Nearly 500 puppets will be used onstage in Abu Dhabi to recreate the wildlife of the African savannah for the Broadway blockbuster The Lion King.
The musical, based on Disney’s 1994 animated feature film, is making its Middle East debut in Abu Dhabi, with the preview held on Thursday.
The show will run from November 18 until December 10 at Etihad Arena.
Director Julie Taymor said she had to rely on her many years of expertise in puppetry to adapt the 70-minute screenplay to a theatrical show.
“How do I put that stampede on stage? How do I actually visualise what is wildebeests, elephants, lions and all kinds of animals? I think there may be 400 or 500 different puppets or animals represented on the stage,” she said.
“I could do the smallest little shadow puppet of a mouse and also create the stampede.”
As spellbinding as the story of the lion cub Simba and his life journey is, the intricate techniques of puppetry used to create a jaw-dropping experience for the audience, are equally fascinating.
A “gazelle wheel” with six puppets incorporated into a wheel mechanism operated by a performer is used to give the audience an impression of a herd of gazelles leaping across the stage.
Sunrise is represented by a giant red circle made of bamboo and silk.
“And as the circle of life begins, you do watch the sunrise,” said Ms Taymor.

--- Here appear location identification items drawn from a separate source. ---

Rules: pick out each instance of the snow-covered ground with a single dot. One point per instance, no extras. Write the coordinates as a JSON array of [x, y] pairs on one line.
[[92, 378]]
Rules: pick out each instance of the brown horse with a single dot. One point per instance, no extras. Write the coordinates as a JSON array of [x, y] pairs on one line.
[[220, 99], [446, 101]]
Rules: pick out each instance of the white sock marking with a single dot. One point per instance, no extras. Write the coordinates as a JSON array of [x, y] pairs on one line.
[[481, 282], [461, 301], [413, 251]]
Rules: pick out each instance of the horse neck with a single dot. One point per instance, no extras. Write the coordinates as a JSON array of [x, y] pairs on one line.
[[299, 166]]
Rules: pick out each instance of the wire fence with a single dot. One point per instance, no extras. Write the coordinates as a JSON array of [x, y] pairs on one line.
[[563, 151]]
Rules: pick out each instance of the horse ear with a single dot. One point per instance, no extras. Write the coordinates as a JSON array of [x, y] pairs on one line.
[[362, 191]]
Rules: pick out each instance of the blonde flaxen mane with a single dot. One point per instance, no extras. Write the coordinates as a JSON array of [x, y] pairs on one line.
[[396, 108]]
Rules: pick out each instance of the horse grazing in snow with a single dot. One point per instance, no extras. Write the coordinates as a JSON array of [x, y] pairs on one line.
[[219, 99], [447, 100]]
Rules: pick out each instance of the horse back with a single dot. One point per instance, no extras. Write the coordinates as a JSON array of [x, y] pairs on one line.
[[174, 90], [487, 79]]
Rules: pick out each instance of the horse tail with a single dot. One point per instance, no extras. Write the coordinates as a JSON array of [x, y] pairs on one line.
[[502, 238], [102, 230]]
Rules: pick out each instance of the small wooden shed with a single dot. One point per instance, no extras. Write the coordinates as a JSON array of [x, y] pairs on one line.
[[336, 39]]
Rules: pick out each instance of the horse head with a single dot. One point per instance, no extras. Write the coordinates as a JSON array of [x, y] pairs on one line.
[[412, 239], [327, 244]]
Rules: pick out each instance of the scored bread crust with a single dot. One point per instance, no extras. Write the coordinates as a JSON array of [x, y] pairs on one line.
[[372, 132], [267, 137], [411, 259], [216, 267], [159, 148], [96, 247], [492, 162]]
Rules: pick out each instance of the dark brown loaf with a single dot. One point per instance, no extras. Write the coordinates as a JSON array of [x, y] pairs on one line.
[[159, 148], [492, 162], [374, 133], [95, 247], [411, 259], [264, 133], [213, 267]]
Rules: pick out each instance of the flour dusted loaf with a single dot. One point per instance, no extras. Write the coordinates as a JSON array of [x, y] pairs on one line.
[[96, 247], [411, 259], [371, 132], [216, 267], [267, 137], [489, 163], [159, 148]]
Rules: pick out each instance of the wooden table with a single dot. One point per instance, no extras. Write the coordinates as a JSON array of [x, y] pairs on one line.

“And as it rises, the wind in the theatre makes it shimmer. So, it looks like the sun rising in a desert.”
The audience is also in for a treat when Scar, the show's scheming villain, appears in his leather and beads costume, complete with a scary, extendable mask.
Speaking about the universal appeal of The Lion King, the director said: “It is a classic hero's tale, the journey. It is the story of the coming of age of a young man [Simba, the cub].”
“Before he is allowed to become that king, he needs to go through a dark place. There is not one culture in the world that does not understand that story. And this is our common thread as human beings.”
Fastest-selling musical in Abu Dhabi
Since its premiere in 1997, The Lion King has played in more than 100 cities in 21 countries. It has been seen by more than 110 million people across the world.
Ms Taymor said Abu Dhabi was chosen for the Middle East debut because it is a multicultural and diverse city.
Nouf Al Boushelaibi, marketing and communications director at the Department of Culture and Tourism, Abu Dhabi, said The Lion King is the fastest-selling musical in Abu Dhabi, with more than 60,000 people expected to attend the show in the coming weeks.
Originally, the run was scheduled to be 24 shows, including two performances on Saturdays and Sundays.
However, owing to demand, five more shows have been added — on November 22, 23 and 30, and December 6 and 7.
Ticket prices start from Dh200 ($54).